The selection of carriages and multiple turnouts is jaw dropping. The variety of breeds being used include Andalusians and Warmbloods, plus many mules who are all utilised to bring the guests along the journey through the city. This procession is just as important as the arrival through the colourful entrance, the Portado, which is the gateway to the site. It is installed every year and makes reference to a different monument in the city. It’s also a popular meeting point, as well as providing an excellent photo opportunity when the pom-pom covered turnouts trot through it with their beautifully dressed passengers.
The ladies are in traditional flamenco dresses with shawls, and the men in suits and ties. Everyone likes to be seen and the despite the mid-thirty degree temperatures, there is no relaxing of glamour. The riders are also resplendent in their traditional Spanish clothing and hats; there are ladies riding side saddle in their habits, or perched on rabbit skin cushions behind the saddle of their male consort. They parade around the streets, all named after famous bullfighters, and are invited to stop at many casetas for a drink or tapas, but mostly to have a photograph with the guests.

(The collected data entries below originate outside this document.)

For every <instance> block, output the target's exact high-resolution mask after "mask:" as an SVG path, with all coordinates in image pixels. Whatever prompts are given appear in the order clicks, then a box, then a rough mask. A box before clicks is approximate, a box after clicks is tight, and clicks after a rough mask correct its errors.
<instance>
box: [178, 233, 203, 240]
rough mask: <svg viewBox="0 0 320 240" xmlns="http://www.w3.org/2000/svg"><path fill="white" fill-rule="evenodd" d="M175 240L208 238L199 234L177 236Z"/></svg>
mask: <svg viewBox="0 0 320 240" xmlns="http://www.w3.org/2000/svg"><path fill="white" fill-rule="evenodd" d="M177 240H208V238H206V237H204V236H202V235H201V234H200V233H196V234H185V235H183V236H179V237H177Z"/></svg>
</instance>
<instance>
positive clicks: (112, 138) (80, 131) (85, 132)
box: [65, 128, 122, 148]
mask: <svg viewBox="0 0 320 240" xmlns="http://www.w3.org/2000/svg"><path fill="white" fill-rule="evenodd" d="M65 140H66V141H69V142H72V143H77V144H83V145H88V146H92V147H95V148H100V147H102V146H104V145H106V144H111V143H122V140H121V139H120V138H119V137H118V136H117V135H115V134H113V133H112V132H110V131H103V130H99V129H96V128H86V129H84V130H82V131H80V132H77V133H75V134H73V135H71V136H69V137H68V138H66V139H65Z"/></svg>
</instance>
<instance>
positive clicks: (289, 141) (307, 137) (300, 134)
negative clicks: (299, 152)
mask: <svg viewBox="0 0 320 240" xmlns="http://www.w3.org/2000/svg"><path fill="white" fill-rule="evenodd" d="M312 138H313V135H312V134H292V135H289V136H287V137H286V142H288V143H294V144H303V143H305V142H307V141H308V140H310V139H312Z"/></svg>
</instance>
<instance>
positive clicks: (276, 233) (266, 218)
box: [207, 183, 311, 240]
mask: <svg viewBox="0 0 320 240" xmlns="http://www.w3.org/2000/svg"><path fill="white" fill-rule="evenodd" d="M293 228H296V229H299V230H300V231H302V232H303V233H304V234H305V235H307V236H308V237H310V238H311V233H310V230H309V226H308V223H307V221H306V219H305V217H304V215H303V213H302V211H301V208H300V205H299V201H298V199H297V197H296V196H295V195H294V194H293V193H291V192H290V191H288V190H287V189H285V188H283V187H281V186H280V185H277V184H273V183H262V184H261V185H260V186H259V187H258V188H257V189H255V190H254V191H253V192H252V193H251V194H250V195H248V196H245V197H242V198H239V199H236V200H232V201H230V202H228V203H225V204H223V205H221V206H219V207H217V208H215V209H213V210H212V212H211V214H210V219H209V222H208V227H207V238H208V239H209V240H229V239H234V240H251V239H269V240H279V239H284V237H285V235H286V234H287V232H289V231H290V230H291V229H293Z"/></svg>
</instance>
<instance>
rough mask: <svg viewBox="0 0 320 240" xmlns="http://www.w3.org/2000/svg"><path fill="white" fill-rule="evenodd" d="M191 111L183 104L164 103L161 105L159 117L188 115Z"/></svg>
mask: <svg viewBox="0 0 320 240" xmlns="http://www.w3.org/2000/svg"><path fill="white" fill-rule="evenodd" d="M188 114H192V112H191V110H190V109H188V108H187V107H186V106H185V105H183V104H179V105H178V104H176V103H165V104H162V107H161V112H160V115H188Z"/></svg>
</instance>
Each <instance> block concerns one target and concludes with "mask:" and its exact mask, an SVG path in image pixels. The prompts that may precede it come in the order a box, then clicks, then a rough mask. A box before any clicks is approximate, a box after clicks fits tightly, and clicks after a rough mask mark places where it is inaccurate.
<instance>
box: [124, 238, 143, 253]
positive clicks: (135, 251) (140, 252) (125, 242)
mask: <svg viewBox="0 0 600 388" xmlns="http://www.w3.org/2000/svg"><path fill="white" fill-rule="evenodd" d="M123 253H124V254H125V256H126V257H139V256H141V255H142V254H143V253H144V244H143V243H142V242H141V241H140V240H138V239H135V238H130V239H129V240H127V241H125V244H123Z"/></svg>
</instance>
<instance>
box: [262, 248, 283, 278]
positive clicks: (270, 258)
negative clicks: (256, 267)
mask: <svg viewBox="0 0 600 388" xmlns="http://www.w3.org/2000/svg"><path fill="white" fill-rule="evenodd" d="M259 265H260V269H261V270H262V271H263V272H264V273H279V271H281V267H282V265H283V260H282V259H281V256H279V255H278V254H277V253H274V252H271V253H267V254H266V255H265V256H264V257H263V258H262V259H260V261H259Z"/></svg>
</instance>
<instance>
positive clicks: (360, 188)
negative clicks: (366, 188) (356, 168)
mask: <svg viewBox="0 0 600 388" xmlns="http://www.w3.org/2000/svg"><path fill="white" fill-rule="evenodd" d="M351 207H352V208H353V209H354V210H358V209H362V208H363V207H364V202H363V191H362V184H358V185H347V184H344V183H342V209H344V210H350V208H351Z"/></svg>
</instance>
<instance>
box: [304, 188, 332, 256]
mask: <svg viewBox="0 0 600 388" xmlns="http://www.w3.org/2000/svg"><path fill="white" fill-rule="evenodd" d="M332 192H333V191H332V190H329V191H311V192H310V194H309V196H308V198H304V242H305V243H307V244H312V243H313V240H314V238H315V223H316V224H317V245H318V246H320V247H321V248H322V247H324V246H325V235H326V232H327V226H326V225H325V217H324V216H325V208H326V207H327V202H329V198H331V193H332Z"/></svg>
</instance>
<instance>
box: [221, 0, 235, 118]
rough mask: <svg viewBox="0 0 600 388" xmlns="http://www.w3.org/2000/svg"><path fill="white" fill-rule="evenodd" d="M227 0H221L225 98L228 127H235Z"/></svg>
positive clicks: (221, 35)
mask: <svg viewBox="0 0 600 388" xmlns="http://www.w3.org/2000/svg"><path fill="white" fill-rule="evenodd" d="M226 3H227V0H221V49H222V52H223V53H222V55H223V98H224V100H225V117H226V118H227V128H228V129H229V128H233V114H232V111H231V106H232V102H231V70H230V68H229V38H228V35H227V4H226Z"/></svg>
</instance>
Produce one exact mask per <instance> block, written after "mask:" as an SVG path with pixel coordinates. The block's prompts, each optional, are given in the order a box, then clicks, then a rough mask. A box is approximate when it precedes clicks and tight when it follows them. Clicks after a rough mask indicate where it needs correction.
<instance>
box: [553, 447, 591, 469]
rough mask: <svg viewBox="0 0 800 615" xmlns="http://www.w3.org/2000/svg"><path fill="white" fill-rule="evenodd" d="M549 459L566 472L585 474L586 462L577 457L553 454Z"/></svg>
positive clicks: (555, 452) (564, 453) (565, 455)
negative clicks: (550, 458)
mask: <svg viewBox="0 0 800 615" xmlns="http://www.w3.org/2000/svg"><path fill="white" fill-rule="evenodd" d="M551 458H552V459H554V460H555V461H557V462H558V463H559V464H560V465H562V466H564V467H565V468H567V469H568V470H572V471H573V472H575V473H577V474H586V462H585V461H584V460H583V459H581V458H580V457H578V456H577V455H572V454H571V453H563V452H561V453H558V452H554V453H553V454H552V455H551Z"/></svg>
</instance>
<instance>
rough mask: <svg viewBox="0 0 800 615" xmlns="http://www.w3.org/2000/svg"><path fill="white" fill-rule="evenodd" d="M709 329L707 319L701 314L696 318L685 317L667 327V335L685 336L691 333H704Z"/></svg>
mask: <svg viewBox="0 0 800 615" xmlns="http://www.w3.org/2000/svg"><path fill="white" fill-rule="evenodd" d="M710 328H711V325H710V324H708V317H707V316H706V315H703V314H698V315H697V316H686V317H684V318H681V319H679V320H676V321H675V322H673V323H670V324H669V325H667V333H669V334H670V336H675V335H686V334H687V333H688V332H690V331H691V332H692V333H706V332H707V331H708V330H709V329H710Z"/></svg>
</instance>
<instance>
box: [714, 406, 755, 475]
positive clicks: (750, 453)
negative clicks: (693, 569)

The turnouts which are hired to deliver guests sometimes make several trips over the bridge, back and forth from the busy city. Part of the reason for this is that some of the horses are for sale, and if you can mention that a horse has participated in a fiesta, the price often rises considerably. These horses are truly bombproof with so much going on around them, in the midst of the heaviest of traffic.
During the evenings, the younger generation head to the feria and the party becomes noisier and even busier. Many of the equines are taken home but their riders or drivers make their way into the city and line up outside the bars, continuing their enjoyment of the day. However, it isn’t uncommon to see a very ‘full’ horseman negotiating his horse around the narrow streets, singing his way home.
Feria de Abril officially starts on the Saturday night two weeks after Easter when hundreds of thousands of lightbulbs are turned on across the site, after which it is traditional to sample pescaito frito (fried fish). The party closes the following Saturday with a spectacular fireworks display at midnight but there are also events in the city that would delight any carriage driver.
The Royal Cavalry of Maestranza, CIAT and the wonderfully named Exhibition of Elegance take place in the main bullring, Plaza de Toros de la Real Maestranza de Cabelleria, over the opening weekend. It is a phenomenal display of turnouts that would rival any other across the globe.
The city, the people and the horses make Seville a firm favourite and I can strongly recommend this Feria as one of the best I’ve attended. If you plan to go, immerse yourself in the tradition, dress up, enjoy and order Rebujito by the pitcher, the traditional Seville fair cocktail made from local sherry and lime soda, served with lots of ice. It is as refreshing as it is potent. Salud!